The developers will probably tell you they need to write “good code” and that, while it may seem expensive in the short term, it’s worth it in the long term. You can believe them, or not.
If you’re a developer, then you are operating at the level of code, not just business problems. And you do need to be able to read the code and make technical judgments about it, because that’s your job. If you aren’t doing that, you have no reason to be involved.
I think LLMs won’t be any better at maintaining spaghetti code than humans are. I don’t see why the principle of modularity, or any other “good code” principle, would change just because a computer rather than a human is reading the code.
This is not good universally. Even if you become 10x coder along with your team, the users are not going to become 10x users instantly. They will pay the same and would want the software to be more or less same day to day.
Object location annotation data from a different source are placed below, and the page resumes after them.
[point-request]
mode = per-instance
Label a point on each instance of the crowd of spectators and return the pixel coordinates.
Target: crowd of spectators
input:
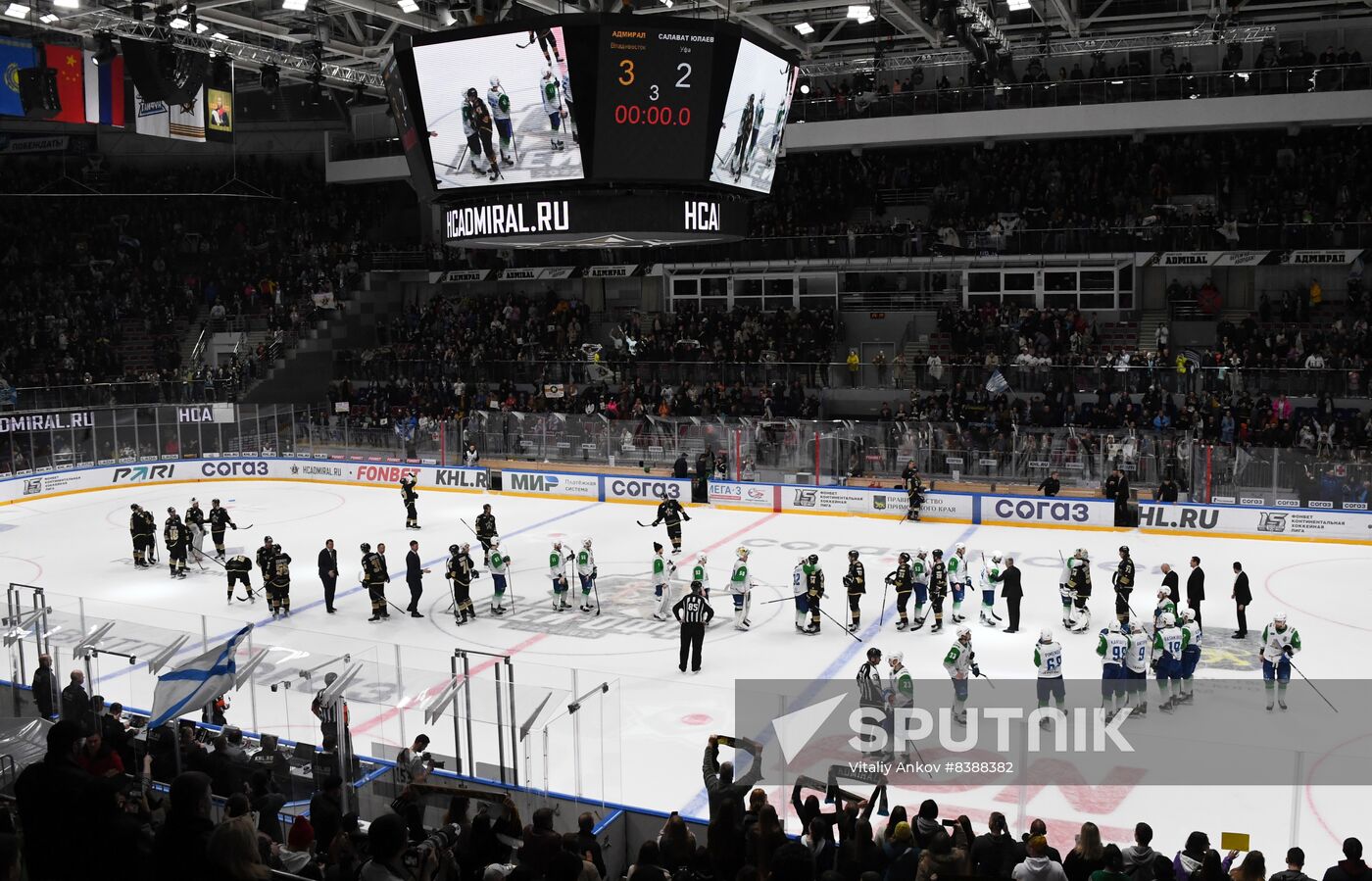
(132, 257)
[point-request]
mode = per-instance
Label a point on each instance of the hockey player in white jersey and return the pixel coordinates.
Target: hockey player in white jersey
(662, 571)
(1280, 644)
(1113, 650)
(741, 588)
(586, 572)
(1047, 659)
(500, 106)
(551, 92)
(990, 571)
(799, 590)
(1190, 655)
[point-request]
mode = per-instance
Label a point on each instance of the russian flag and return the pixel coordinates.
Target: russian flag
(105, 91)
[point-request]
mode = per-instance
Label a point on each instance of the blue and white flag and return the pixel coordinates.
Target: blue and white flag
(196, 682)
(998, 384)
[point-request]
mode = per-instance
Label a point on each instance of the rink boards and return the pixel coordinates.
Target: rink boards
(1344, 526)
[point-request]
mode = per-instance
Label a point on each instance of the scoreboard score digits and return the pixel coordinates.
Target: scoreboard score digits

If you develop 10x features a week, they will just get frustrated after a while as your software become completely unpredictable by the amount of unneeded changes.
Does every photo editing app needs to be Photoshop? No, users come in all different capabilities and you as a project leader has to decide which features are gonna be important for your users, and for many apps that list is limited. We all think about an app which we used to like it in the past but became complete mess as more ideas were added. HN itself is a good example of not putting all ideas into a project.
functionmouse•13h ago
a456463•10h ago
This is the dumbest take that the author wants to believe and is stating it like fact and arguably exposes that author knows so little about reliable maintainable software
robot-wrangler•10h ago
> If your job is only to write beautiful code, you have a problem.
Definitely no one at senior or even mid thinks this is what their job is about. Something like modularity is beautiful because it works and because of what it enables.. we don't try to shove it into place because it's beautiful. Talking about it the other way around sounds like a manager who does not understand engineering trying to paraphrase stuff that engineers are saying, poorly. Indeed quoting from this self-described entrepreneur's "About Me" page:
> While I was there, I took a couple computer science courses, decided I was terrible at it and swore to never write software again.
I guess that's thought-leadership for you.
falloutx•7h ago
Also a big issue with AI imo is: It allows people to write who stopped writing code ages ago because they think they somehow can work at higher level.